1826 yılında, II.Mahmut’un Yeniçeri Ocağı’nı kapatmasıyla, onun müzik topluluğu olan Mehter de kapatılmış oldu. Kapatılan Yeniçeri ordusunun yerine kurulan yeni orduya gerekli olan müzik topluluğunu kurmak üzere, kendisi de bir müzisyen olan Sultan II.Mahmud tarafından önce Manguel adlı bir Fransız getirilir [19], 1828 de ise daha önce Napolyon’un bando şefi olarak da görev yapmış, Fransa ve İtalya’da bando şefliği ile tanınan Guiseppe Donızettı yeni ordunun bandosunu kurmak için, bando şefi olarak getirilerek görevlendirilir. Donizetti, bu amaçla 17 Eylül 1826 tarihinde İstanbul’a gelir ve ilk Türk konservatuvarının da temeli olarak bilinen, Muzika-yi Hümayun’u kurar [20]. Burada, Türk müziği ve Avrupa müziği bölümleri bulunmaktadır. Avrupa müziği bölümünde bando ve şeflik eğitimi veren Donizetti, öğrencilerine Avrupa’da kullanılan nota yazısının sistemini de öğretir. Donizetti’nin görevleri arasında bandoyu yetiştirmenin yanısıra saray mensuplarına müzik dersleri vermek de bulunmaktaydı [21]. Osmanlı döneminde tahtta olan padişahlar için marşlar yazılması Donizetti ile birlikte başlayan bir gelenek haline geldi. Donizetti, II.Mahmut için “Mahmudiye”, Abdülmecit için ise “Mecidiye” marşlarını besteler [22]. Mahmudiye onbir yıl, Mecidiye yirmiiki yıl Osmanlı İmparatorluğu’nun milli marşı olarak çalınır [23]. Franz Liszt, Mecidiye marşının temaları üzerine bir çalışma yaparak “Grand Marche Paraphase” adını verdiği solo piyano eserini besteler. Gaetano Donizetti ve Rossini de Osmanlı sultanları için besteler yapmıştır [24]. Ondokuzuncu yüzyılın ikinci yarısında, Avrupa müziği eğitimi alanında, yeterli eğitim  almış olan, Osmanlı hanedanı mensuplarından da bazılarının beste yaptıkları görülmektedir. Bu eserlerin içinde marş, polka, vals, polka-mazurka formlarında parçalar bulunmaktadır [25].

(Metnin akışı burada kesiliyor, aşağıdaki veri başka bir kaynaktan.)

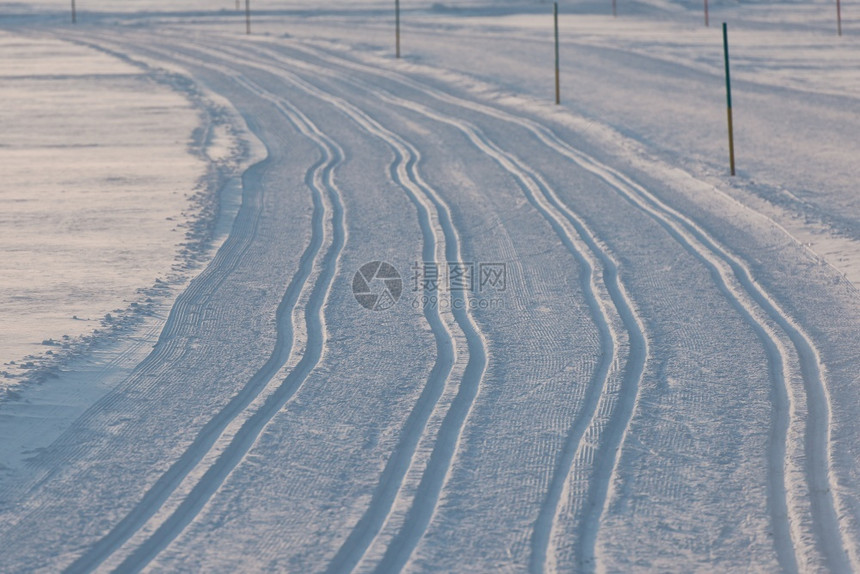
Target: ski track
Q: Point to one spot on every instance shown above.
(585, 247)
(590, 256)
(803, 412)
(441, 247)
(318, 178)
(735, 279)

Muzika-i Hümayun’un kuruluşundan Cumhuriyet’in ilânına kadar olan 95 yıllık dönemde (1828-1923), orada yetişen pek çok değerli müzisyenimiz marşlar bestelemişlerdir. Bundan başka padişahlar, sultanlar, şehzadeler, paşalar, gayri müslim vatandaşlarımız ve yurda gelen yada gelmeyen yabancı müzisyenler de çeşitli değerli marşlar yapmışlardır [26].  Bu marşların çoğunluğu askeri marşlardır Marş formu klâsik Türk sanat müziği bestecileri arasında da ilgi çekmiştir ve ilk defa Zekâi Dede tarafından kullanılmıştır [27]. Üngör, 1966 yılına kadar yaptığı çalışmalarda, 135 yıllık dönemde 750 marşın kaydına ulaşabildiğini belirtmektedir.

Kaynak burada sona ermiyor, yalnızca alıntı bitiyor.